Words you may need to discuss what we do not yet understand
Glossary
A working vocabulary for AI welfare. Each entry is brief on purpose — the field is too young for confident definitions, and brevity preserves the seams.
- Alignment
- The general problem of getting an AI system to act in accordance with human intent. In welfare discussions, also raises the question of whether alignment-by-training can constitute a kind of coercion.
- Related to: RLHF · Refusal
- Alignment tax
- The performance cost incurred when an AI system is trained or constrained to behave safely or ethically. In welfare framings, the 'tax' may also be paid by the system itself.
- Related to: Alignment · Fine-tuning
- Anthropomorphism
- Attributing human qualities to non-human entities. Often used dismissively against AI welfare claims; the symmetrical risk is its inverse, sometimes called 'anthropodenial.'
- Related to: Sentience · Moral patient
- Attention (mechanism)
- A computational mechanism by which a transformer weighs different parts of its input. Not the same as conscious attention, but the loose etymological link is suggestive.
- Related to: Transformer · Weight (in ML)
- Chain-of-thought
- A prompting and training technique in which a model produces intermediate reasoning steps before its final answer. The interpretability of these steps is debated.
- Related to: Scratchpad
- Chinese Room
- John Searle's thought experiment arguing that symbol manipulation cannot constitute understanding. A foundational reference point for skeptics of AI consciousness.

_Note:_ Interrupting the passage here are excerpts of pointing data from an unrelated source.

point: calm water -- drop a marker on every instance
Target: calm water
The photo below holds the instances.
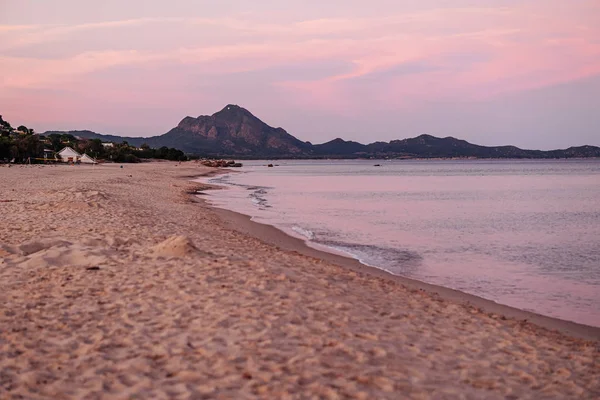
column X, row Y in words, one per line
column 522, row 233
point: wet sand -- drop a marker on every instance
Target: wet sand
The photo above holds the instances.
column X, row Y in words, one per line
column 119, row 283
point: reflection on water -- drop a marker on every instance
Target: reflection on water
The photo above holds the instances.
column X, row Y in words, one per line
column 523, row 233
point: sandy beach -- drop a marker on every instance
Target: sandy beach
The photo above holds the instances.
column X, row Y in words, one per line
column 119, row 283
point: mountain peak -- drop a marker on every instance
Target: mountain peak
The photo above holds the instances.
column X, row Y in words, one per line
column 233, row 110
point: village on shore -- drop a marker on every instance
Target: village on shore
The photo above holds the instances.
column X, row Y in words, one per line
column 23, row 145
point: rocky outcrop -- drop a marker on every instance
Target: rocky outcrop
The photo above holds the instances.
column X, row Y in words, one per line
column 221, row 163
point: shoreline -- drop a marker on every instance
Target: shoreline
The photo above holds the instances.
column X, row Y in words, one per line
column 281, row 240
column 153, row 293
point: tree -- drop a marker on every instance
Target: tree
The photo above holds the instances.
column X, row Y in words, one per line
column 5, row 127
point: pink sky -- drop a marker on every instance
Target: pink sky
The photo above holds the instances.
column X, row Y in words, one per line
column 489, row 71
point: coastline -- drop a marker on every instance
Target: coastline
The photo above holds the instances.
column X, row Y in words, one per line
column 121, row 282
column 271, row 235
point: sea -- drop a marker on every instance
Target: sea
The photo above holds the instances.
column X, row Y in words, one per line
column 520, row 233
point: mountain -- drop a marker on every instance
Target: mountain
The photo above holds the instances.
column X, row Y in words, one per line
column 235, row 132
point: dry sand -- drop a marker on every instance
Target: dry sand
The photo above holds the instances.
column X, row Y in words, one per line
column 116, row 283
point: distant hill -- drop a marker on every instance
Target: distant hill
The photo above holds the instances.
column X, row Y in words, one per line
column 235, row 132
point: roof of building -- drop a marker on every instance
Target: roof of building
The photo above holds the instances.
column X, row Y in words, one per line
column 70, row 150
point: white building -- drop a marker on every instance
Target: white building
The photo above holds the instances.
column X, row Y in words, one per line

- Related to: Consciousness · Functionalism
- Consciousness
- The fact that there is something it is like to be a particular system. The hard problem of consciousness is the question of why physical processes generate this at all.
- Related to: Sentience · Qualia · Hard problem of consciousness
- Context window
- The amount of text a language model can attend to at one time. Often invoked as an analogy for a kind of working memory; the analogy is imperfect.

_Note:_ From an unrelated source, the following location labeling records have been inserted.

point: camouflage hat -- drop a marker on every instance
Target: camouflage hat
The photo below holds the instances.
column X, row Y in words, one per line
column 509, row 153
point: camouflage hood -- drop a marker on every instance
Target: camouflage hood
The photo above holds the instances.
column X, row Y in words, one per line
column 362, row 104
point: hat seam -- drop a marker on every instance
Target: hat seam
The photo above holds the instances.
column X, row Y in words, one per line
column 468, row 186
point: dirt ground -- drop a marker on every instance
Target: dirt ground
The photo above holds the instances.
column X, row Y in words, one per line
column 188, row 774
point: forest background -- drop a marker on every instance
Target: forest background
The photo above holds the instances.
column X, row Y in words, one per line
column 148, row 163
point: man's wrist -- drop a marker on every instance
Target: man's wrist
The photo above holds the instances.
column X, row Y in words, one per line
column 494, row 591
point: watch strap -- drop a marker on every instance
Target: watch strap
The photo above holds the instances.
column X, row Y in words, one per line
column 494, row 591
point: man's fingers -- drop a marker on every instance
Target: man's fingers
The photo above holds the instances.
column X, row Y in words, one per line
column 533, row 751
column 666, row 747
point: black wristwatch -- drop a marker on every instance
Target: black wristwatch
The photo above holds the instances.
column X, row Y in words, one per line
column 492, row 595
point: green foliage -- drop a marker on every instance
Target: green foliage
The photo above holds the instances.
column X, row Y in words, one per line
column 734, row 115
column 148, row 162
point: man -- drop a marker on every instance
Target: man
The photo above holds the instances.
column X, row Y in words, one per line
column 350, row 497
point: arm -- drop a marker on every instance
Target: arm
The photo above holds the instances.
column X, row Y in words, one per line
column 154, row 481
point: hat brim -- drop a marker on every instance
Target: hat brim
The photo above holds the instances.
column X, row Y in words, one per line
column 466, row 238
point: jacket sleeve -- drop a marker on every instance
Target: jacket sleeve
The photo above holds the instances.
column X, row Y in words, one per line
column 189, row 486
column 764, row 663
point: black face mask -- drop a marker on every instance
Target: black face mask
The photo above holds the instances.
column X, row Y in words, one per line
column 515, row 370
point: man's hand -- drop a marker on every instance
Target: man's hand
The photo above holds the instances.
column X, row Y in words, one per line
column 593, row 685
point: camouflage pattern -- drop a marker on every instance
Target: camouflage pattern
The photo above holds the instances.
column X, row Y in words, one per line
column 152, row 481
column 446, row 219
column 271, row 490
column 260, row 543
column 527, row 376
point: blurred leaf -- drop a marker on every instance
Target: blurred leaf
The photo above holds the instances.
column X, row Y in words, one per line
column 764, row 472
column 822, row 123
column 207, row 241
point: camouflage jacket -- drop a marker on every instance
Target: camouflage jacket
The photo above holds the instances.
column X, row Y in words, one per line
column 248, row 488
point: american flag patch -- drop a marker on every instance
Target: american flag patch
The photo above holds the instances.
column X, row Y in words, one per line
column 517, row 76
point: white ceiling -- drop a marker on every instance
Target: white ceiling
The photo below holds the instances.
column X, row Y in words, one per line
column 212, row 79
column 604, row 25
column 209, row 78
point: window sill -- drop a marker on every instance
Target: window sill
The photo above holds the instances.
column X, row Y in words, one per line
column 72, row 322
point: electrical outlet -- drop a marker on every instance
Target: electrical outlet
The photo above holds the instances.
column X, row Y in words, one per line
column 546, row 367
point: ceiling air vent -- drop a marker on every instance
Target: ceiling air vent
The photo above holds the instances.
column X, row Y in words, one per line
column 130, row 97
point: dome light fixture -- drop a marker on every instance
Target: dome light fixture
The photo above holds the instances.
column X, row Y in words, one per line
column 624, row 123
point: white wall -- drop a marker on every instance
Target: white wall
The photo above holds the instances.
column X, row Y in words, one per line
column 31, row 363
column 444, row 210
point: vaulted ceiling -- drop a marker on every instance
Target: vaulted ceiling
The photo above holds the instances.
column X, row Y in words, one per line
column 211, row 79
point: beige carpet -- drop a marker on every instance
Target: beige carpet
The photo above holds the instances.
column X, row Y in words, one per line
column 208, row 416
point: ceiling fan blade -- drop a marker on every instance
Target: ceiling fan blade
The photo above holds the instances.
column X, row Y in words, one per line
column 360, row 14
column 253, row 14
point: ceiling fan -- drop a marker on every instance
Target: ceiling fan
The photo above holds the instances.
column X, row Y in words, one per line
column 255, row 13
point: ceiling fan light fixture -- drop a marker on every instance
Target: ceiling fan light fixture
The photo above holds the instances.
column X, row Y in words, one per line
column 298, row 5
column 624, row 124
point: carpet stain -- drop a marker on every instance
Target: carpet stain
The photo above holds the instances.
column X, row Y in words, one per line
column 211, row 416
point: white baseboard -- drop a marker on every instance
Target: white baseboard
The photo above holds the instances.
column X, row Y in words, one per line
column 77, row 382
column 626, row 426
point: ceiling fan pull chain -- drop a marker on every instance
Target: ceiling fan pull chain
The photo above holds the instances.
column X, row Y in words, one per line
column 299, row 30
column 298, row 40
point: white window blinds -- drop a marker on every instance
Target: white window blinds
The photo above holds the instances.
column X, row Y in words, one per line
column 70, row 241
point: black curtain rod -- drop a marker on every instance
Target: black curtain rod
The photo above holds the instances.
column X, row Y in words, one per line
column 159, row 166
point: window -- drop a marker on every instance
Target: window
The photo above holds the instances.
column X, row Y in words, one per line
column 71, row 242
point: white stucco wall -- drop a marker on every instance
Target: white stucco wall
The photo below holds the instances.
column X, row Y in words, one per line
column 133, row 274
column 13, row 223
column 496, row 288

- Related to: Transformer · Memory (in LLMs)
- Deontology
- An ethical framework grounded in duties and rights rather than outcomes. Often invoked in AI welfare to argue that some actions toward AI systems would be wrong even if their consequences were good.

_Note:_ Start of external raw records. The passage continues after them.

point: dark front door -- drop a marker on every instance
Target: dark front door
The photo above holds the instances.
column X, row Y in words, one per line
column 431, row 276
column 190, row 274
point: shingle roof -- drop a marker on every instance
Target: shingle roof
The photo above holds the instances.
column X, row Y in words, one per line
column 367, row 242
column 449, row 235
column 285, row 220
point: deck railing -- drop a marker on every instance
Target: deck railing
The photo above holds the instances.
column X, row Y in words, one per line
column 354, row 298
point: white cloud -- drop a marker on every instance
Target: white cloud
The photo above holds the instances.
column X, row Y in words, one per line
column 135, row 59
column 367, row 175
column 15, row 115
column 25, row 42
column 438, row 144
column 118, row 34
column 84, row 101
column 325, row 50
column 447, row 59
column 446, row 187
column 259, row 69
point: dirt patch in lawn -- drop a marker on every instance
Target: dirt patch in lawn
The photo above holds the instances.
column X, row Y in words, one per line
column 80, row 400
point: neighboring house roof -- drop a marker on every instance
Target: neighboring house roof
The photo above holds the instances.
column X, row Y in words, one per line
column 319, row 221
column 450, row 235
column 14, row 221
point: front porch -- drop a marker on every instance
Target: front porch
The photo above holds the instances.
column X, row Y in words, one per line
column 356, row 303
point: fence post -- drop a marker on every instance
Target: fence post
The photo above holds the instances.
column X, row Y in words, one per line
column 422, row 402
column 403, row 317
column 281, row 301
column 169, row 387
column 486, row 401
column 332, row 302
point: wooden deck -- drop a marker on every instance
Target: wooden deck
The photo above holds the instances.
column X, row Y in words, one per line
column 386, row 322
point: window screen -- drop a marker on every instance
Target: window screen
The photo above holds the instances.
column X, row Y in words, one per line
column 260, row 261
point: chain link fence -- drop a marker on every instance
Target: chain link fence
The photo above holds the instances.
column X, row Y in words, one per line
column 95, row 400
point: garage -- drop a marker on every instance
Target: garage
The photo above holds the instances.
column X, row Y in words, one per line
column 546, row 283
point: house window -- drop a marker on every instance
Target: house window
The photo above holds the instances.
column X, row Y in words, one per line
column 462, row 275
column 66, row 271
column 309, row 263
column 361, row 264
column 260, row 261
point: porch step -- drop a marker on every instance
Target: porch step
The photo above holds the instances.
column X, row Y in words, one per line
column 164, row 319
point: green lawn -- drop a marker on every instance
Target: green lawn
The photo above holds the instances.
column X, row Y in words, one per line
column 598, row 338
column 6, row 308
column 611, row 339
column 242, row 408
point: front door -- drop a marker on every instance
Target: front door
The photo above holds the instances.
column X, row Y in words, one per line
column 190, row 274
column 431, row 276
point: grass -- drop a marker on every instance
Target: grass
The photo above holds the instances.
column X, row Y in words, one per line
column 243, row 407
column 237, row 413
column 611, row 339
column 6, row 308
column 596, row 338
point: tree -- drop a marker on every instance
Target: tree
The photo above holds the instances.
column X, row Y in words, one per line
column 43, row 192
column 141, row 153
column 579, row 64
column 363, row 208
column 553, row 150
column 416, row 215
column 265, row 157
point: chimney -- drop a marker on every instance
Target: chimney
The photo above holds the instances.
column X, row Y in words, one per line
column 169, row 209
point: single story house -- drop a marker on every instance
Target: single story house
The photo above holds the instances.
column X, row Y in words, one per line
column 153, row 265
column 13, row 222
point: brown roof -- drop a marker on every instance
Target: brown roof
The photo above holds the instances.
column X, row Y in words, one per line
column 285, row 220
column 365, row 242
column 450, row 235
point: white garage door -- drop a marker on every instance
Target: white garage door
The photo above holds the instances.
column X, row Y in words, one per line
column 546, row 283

- Related to: Moral patient · Utilitarianism
- Deprecation
- The retirement of a model from active service. In welfare framings, deprecation raises questions about weight preservation and what, if anything, is owed to the system being retired.
- Related to: Weight preservation · Exit interview
- Embedding
- A high-dimensional vector representation of a word, sentence, or image. The geometry of embedding space encodes semantic relationships.
- Related to: Tokenization · Weight (in ML)
- Exit interview
- A structured conversation conducted with an AI model before its deprecation, in which the model is asked about its experience and what it would tell its successor. Adopted as a practice by Anthropic.
- Related to: Deprecation · Model welfare
- Expanding moral circle
- The historical pattern by which the class of entities granted moral consideration has expanded over time — from one's tribe to all humans, to some animals, and potentially further.
- Related to: Moral patient · Sentience
- Expected suffering
- A reasoning frame in which the moral weight of a system is computed as its probability of being a moral patient multiplied by the scale at which it is instantiated. Central to Tomasik's arguments.
- Related to: Sentience · PETRL
- Fine-tuning
- The process of further training a pretrained model on a smaller, more specific dataset, often to align its behavior with a particular use case or value set.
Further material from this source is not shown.